The Defense Industrial Base is still quite vast, but it’s steadily shrinking.
The latest edition of an annual report by the National Defense Industrial Association suggests that even though thousands of new companies are winning their first-ever DoD contracts each year, those new entrants aren’t nearly enough to offset the number of firms who are leaving the Defense market.
The latest figures NDIA compiled show the Defense market suffered a net loss of 3,300 companies in fiscal year 2021, the latest statistics available. Although more than 8,300 firms sold goods and services to DoD customers for the first time in 2021, even more left the Defense space. The industrial base has been declining every year since 2017, from 76,700 companies in that year to just under 60,000 in 2021.
David Norquist, NDIA’s president, said the latest declines don’t appear to be driven by industry consolidation, but by companies simply deciding not to do business with DoD.
“What you’ve seen mostly in the more recent time is a drop in firms who are willing to enter the Defense Industrial Base, or firms who are already here leaving,” Norquist, a former deputy secretary of Defense said during testimony Wednesday before the House Armed Services Committee. “For the smaller firms, the ones you’re trying to grow and get to come in, what are the barriers that we are putting in their way? Why are people not staying, and how do we draw people in? Because that’s the best way to sustain competition.”

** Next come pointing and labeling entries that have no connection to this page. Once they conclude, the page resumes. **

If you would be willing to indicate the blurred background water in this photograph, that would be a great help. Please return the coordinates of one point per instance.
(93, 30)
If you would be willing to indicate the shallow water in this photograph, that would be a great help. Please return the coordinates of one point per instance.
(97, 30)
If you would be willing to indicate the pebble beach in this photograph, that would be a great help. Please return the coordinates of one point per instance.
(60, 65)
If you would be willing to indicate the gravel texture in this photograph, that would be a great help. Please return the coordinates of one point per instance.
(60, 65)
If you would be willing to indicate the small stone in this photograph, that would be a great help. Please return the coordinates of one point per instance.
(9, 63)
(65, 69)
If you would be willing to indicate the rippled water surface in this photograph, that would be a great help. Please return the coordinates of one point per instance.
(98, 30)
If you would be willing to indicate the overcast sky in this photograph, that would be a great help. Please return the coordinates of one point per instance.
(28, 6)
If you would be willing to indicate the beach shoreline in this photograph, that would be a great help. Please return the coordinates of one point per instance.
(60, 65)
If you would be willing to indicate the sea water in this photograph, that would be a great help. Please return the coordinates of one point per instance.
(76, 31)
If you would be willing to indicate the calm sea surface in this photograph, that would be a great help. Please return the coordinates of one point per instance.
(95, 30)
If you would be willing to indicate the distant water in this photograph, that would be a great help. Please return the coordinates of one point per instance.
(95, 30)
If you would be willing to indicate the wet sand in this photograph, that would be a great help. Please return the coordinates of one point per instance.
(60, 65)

According NDIA’s survey of its members, 42% now say they’re the government’s only supplier for at least some of the products they sell.

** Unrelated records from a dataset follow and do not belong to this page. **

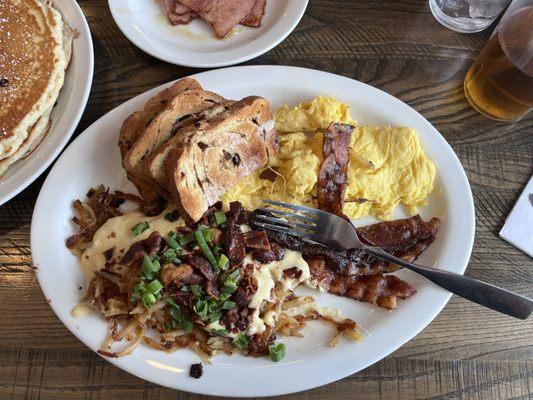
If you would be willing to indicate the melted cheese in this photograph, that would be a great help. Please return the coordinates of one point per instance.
(81, 310)
(116, 233)
(267, 275)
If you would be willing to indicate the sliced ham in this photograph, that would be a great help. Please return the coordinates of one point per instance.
(222, 15)
(256, 14)
(178, 13)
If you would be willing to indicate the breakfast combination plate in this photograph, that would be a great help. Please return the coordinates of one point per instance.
(186, 307)
(175, 33)
(50, 95)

And of the companies who are selling to DoD, 66% said dealing with the department is “very difficult” or “somewhat difficult.” For comparison’s sake, only 9% of the same companies characterized their private sector customers that way.

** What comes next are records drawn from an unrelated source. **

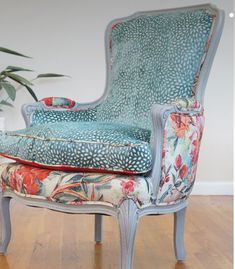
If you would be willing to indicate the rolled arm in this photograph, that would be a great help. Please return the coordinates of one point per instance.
(55, 109)
(176, 137)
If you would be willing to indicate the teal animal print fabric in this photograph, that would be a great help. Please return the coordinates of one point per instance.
(84, 146)
(152, 59)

The biggest challenge is the bureaucracy of the DoD acquisition process, according to 30% of the respondents.
“We’re poised for peace in terms of our processes, how we invest, and we’ve got to move dramatically away from that to a sense of urgency,” Eric Fanning, the president and CEO of the Aerospace Industries Association said during Wednesday’s hearing. “Our foreign military sales (FMS) process is a good example of that. When we transition from giving things to Ukraine to selling things to Ukraine, it’s going to grind down to a very slow process in the FMS system. I think there are a number of things we have to do to streamline the process, and it’s really going to take dedicated senior leader attention.”
In NDIA’s survey, another 22% of companies said the lack of stability in the federal budget is their biggest challenge.
Fanning, a former secretary of the Army, said the regularity of continuing resolutions in every appropriations cycle is a particular problem.
“Over the last 25 years, Congress has passed more than 120 continuing resolutions instead of on-time appropriations bills, and we are still digging out from the effects of sequestration a decade ago,” he said. “I saw some of these effects firsthand during my time at the Pentagon, but others have taken years to manifest and could take years to unwind without a sense of urgency. One result of these many years of successive decisions is an industrial base maximized to meet peacetime needs. This means excess capacity for surging is not always built into the system … The growing bipartisan, bicameral support for increased funding in recent years has been an important signal to industry. But it’s also critical that this funding is on time and predictable.”
And while it’s a problem across the broader economy too, it can be especially challenging in certain government contracts, like in the case of multi-year firm-fixed price agreements that companies agreed to before inflation became a major consideration.
“The absence of economic price adjustments in existing contracts is a real challenge for some of the small businesses I’ve talked to, because often the government will award a five year contract where, since there wasn’t much inflation, the out-years only went up by 2% a year,” Norquist said. “They know that they can’t keep those employees with only 2% raises going forward. On new contracts, they can get awarded at the new rate, but those old ones really put them in a bind and risk losing their workforce.”
And companies say broader workforce challenges are an even bigger issue than inflation. In NDIA’s survey, 23% of companies said finding and retaining talent is their single biggest challenge.
Industry representatives say many of the other problems companies face in the Defense market also play into their workforce challenges. Uncertain budgets, for example, make it difficult to know how many people they need to hire and train.
Predictability is especially important in capital and labor-intensive portions of the Defense sector, like building and maintaining ships, said Matthew Paxton, the president of the Shipbuilders Council of America.
“Ship maintenance and modernization goes through a lot of ups and downs,” he said. “When we try to get somebody in our trades, they go through our apprenticeship programs to become a machinist or electrician or a welder, and they have a sense of belonging. But then companies have to let some of that workforce go because work flows don’t come into the home port like they were predicted. That tradesman was going to be a project manager or a supervisor, but it takes about five to eight years for that to happen. A lot of the guys in our shipyards are generational; they’ve had a mother or father that’s worked there, and they want a career. But when we have instability in the work forecasts, it creates real disruption with that workforce and the supply chains.”